Lake F R, Dempsey E C, Spahn J D, Riches D W
Department of Pediatrics, National Jewish Center for Immunology and Respiratory Medicine, Denver, Colorado 80206.
Am J Physiol. 1994 Jan;266(1 Pt 1):C134-42. doi: 10.1152/ajpcell.1994.266.1.C134.

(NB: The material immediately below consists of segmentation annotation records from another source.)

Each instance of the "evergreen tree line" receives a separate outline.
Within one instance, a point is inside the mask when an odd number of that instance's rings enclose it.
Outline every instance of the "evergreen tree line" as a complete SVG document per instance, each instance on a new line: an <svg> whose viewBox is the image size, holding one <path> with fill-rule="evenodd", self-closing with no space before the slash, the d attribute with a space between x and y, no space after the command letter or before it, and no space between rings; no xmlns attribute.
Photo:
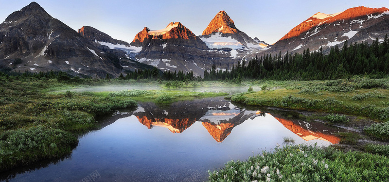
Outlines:
<svg viewBox="0 0 389 182"><path fill-rule="evenodd" d="M106 79L108 79L109 75L107 74ZM179 70L177 73L174 72L165 71L160 73L159 69L154 67L152 69L138 69L134 72L127 73L125 76L121 74L119 77L122 80L140 80L140 79L160 79L163 80L183 81L187 80L194 80L196 79L194 76L193 71L191 71L186 74L183 71Z"/></svg>
<svg viewBox="0 0 389 182"><path fill-rule="evenodd" d="M81 79L62 71L21 73L7 68L0 67L0 76L57 79L60 81L73 82ZM325 55L323 55L322 48L312 52L307 49L302 54L290 54L287 52L282 55L280 52L275 56L266 54L256 56L248 63L244 59L233 65L230 70L228 68L217 69L214 64L210 70L204 70L203 80L226 80L239 83L242 79L323 80L346 78L356 75L381 78L389 74L389 39L387 35L382 43L378 39L370 45L366 42L349 45L346 41L341 50L336 46L331 48L329 54ZM112 78L110 75L107 74L105 79ZM138 69L127 73L125 76L121 74L118 78L179 81L201 80L201 78L194 77L193 71L186 73L181 70L178 73L176 71L161 72L155 67L151 69Z"/></svg>
<svg viewBox="0 0 389 182"><path fill-rule="evenodd" d="M235 66L236 65L236 66ZM303 53L275 56L263 55L244 59L228 70L216 69L214 65L204 70L205 80L233 79L335 80L353 75L367 75L381 78L389 74L389 40L386 36L382 43L378 39L369 45L366 42L350 45L346 41L341 50L337 46L331 48L329 54L323 55L322 49Z"/></svg>

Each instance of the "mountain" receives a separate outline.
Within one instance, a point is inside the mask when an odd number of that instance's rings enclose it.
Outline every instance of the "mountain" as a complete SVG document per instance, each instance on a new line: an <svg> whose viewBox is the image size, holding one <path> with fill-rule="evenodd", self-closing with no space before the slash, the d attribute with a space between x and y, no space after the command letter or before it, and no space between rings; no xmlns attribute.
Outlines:
<svg viewBox="0 0 389 182"><path fill-rule="evenodd" d="M322 47L328 52L331 47L341 47L349 43L367 42L371 43L378 38L383 41L389 33L389 9L364 6L348 9L334 14L318 13L293 28L265 52L281 51L301 53Z"/></svg>
<svg viewBox="0 0 389 182"><path fill-rule="evenodd" d="M215 16L200 37L210 49L228 48L244 51L250 48L260 49L267 44L261 44L259 40L255 41L238 29L224 11Z"/></svg>
<svg viewBox="0 0 389 182"><path fill-rule="evenodd" d="M218 70L230 69L249 52L268 45L238 29L224 11L201 36L181 23L171 22L159 30L144 27L130 44L141 49L135 56L140 62L166 71L193 71L195 76L202 76L204 69L210 69L213 64Z"/></svg>
<svg viewBox="0 0 389 182"><path fill-rule="evenodd" d="M0 24L0 65L17 71L62 70L99 77L118 76L123 69L115 56L101 52L35 2Z"/></svg>
<svg viewBox="0 0 389 182"><path fill-rule="evenodd" d="M117 57L123 70L125 72L154 68L153 66L134 61L136 54L141 51L141 49L132 46L127 42L115 39L107 34L88 26L78 29L78 33L100 51Z"/></svg>
<svg viewBox="0 0 389 182"><path fill-rule="evenodd" d="M166 71L193 71L199 75L213 64L225 67L233 63L231 49L209 49L180 22L171 22L159 30L144 27L130 44L141 49L137 60Z"/></svg>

The expression of cytocidal activity is initiated by the interaction of macrophages with priming [e.g., interferon (IFN)] and triggering stimuli (polyinosinic-polycytidylic acid). We have shown that the triggering step can be initiated in a Ca(2+)-dependent fashion and hypothesized that protein kinase C (PKC) may couple the Ca2+ signal to the expression of a gene product, Bf, that accompanies the expression of macrophage cytocidal activity. Exposure of IFN-primed macrophages to polyinosinic-polycytidylic acid in the presence of the PKC inhibitors H-7 or sphingosine or after downregulation of PKC with phorbol myristate acetate markedly inhibited Bf synthesis. Western blots of macrophage lysates revealed the presence of the alpha-, delta-, and zeta-isozymes of PKC, and all were found to be downregulated by phorbol myristate acetate. Inhibition of PKC also prevented the increase in IFN-beta mRNA levels and partially blocked the response to IFN-beta. These data suggest that the alpha-, delta-, and zeta-isozymes of PKC are involved in signaling leading to Bf expression and that the level of involvement is restricted to the induction and response to IFN-beta.
细胞杀伤活性的表达是由巨噬细胞与启动因子[如干扰素(IFN)]和触发刺激物(聚肌苷酸-聚胞苷酸)相互作用引发的。我们已经表明,触发步骤可以以钙(Ca2+)依赖的方式启动,并推测蛋白激酶C(PKC)可能将Ca2+信号与一种基因产物Bf的表达相偶联,Bf伴随着巨噬细胞细胞杀伤活性的表达。在PKC抑制剂H-7或鞘氨醇存在的情况下,或者在用佛波酯肉豆蔻酸酯下调PKC后,将IFN启动的巨噬细胞暴露于聚肌苷酸-聚胞苷酸中,显著抑制了Bf的合成。巨噬细胞裂解物的蛋白质印迹显示存在PKC的α、δ和ζ同工酶,并且发现所有这些同工酶都被佛波酯肉豆蔻酸酯下调。PKC的抑制也阻止了IFN-β mRNA水平的增加,并部分阻断了对IFN-β的反应。这些数据表明,PKC的α、δ和ζ同工酶参与了导致Bf表达的信号传导,并且参与程度仅限于对IFN-β的诱导和反应。